Thirty Days of Metal — Day 19: Directional Shadows
This series of posts is my attempt to present the Metal graphics programming framework in small, bite-sized chunks for Swift app developers who haven’t done GPU programming before.
If you want to work through this series in order, start here. To download the sample code for this article, go here.
Adding lights to our scene certainly adds an element of realism, but there’s a problem. Unlike in the real world, we don’t get shadows for free. Instead, each triangle is shaded independently without regard for whether there is other geometry between it and the light.
To emulate shadows, we need some way to answer the question, “Does this point actually receive any light?” If the answer is no, the point should be in shadow. But how do we answer this question cheaply and accurately?
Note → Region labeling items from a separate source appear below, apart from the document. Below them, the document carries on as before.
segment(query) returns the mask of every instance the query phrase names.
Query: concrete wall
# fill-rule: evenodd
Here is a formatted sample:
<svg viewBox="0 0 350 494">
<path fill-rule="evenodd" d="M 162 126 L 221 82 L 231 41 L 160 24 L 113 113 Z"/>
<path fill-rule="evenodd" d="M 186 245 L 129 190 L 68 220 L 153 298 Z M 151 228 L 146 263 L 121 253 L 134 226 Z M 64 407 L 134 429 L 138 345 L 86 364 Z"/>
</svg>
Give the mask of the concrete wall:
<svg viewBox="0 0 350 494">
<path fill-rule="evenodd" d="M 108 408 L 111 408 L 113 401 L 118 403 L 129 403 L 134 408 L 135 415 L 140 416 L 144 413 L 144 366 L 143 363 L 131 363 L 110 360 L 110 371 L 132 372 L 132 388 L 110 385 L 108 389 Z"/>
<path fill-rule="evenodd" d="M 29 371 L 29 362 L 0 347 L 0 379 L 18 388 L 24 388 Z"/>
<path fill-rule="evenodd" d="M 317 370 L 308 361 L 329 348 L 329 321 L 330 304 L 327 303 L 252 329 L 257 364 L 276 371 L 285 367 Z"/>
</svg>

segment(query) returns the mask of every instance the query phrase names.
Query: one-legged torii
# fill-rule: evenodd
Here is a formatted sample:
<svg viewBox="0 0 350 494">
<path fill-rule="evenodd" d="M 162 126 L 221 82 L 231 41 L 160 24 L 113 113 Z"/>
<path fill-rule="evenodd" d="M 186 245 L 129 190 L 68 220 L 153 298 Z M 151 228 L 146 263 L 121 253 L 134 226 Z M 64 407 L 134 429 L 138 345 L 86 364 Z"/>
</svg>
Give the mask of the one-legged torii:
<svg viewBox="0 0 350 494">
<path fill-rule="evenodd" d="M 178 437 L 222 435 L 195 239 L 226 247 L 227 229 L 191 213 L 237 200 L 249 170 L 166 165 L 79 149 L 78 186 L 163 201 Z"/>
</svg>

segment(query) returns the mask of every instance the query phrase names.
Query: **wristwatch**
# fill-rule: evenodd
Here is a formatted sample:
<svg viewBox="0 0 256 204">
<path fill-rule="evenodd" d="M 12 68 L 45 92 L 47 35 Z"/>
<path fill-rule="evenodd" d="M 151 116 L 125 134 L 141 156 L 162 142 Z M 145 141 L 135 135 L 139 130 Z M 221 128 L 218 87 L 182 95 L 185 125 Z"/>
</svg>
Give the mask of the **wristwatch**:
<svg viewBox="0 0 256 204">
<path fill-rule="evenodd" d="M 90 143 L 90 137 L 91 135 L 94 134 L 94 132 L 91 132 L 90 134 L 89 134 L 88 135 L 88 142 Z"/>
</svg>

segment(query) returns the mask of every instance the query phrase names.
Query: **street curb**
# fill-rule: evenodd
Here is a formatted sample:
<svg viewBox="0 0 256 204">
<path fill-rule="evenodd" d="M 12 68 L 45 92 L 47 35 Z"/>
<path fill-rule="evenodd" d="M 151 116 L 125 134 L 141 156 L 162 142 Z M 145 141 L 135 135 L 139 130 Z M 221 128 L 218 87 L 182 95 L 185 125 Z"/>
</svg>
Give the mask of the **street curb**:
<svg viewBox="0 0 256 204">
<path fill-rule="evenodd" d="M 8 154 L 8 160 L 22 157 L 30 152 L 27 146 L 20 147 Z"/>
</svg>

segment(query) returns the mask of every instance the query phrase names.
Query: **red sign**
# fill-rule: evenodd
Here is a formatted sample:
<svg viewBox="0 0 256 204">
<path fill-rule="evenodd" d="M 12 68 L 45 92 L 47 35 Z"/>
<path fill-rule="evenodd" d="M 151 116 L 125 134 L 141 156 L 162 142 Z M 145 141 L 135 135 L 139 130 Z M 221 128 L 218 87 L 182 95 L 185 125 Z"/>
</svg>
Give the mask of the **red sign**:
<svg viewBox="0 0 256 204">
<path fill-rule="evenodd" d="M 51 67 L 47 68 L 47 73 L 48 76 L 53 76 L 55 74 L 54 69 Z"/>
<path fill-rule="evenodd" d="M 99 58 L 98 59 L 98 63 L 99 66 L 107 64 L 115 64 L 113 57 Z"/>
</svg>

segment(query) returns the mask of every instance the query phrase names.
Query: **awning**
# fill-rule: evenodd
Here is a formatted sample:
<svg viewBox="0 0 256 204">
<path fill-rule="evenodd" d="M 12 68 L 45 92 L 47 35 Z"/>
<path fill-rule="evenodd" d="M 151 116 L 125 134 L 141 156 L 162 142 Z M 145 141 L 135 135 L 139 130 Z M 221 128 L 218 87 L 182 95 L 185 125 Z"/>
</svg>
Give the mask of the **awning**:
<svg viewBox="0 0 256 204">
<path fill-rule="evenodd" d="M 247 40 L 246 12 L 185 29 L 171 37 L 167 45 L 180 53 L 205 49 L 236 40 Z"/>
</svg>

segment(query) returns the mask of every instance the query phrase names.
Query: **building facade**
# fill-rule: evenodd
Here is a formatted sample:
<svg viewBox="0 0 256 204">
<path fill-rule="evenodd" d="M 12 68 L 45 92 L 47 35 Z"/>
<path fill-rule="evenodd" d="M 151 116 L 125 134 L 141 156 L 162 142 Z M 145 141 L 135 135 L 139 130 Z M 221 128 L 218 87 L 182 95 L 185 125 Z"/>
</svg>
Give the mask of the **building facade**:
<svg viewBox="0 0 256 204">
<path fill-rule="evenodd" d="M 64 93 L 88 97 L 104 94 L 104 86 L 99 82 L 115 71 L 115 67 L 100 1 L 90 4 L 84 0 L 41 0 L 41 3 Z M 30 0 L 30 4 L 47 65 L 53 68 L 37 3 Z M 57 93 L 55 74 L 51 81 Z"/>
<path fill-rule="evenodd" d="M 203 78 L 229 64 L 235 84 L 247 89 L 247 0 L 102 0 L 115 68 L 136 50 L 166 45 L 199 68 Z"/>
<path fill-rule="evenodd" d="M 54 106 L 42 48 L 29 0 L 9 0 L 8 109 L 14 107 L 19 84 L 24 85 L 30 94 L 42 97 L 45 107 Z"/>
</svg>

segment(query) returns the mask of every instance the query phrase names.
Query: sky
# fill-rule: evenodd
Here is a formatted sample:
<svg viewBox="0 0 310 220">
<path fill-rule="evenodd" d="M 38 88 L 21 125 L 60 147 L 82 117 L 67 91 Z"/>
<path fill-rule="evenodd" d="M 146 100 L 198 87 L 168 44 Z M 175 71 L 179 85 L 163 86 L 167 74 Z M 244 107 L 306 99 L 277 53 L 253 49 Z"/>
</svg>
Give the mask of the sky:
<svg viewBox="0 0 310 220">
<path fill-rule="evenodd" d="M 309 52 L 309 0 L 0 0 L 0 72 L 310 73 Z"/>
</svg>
Our answer is shadow mapping. Shadow mapping is the procedure of rendering a depth map of the scene from the perspective of a light, then querying this depth map when drawing the scene to determine if a point is illuminated or in shadow. We call this kind of depth map a shadow map.
Here is a visualization of the shadow map we will learn to produce below.
This sounds simple enough, but there are some subtleties in the implementation we will walk through in this arcticle.
Positioning and Orienting Lights
When we were rendering with directional lights without accounting for shadows, we didn’t have a notion of light position, since all of the light’s rays were assumed to be parallel. However, if we want to render a depth map from the light’s perspective, we need to choose a point of view for it.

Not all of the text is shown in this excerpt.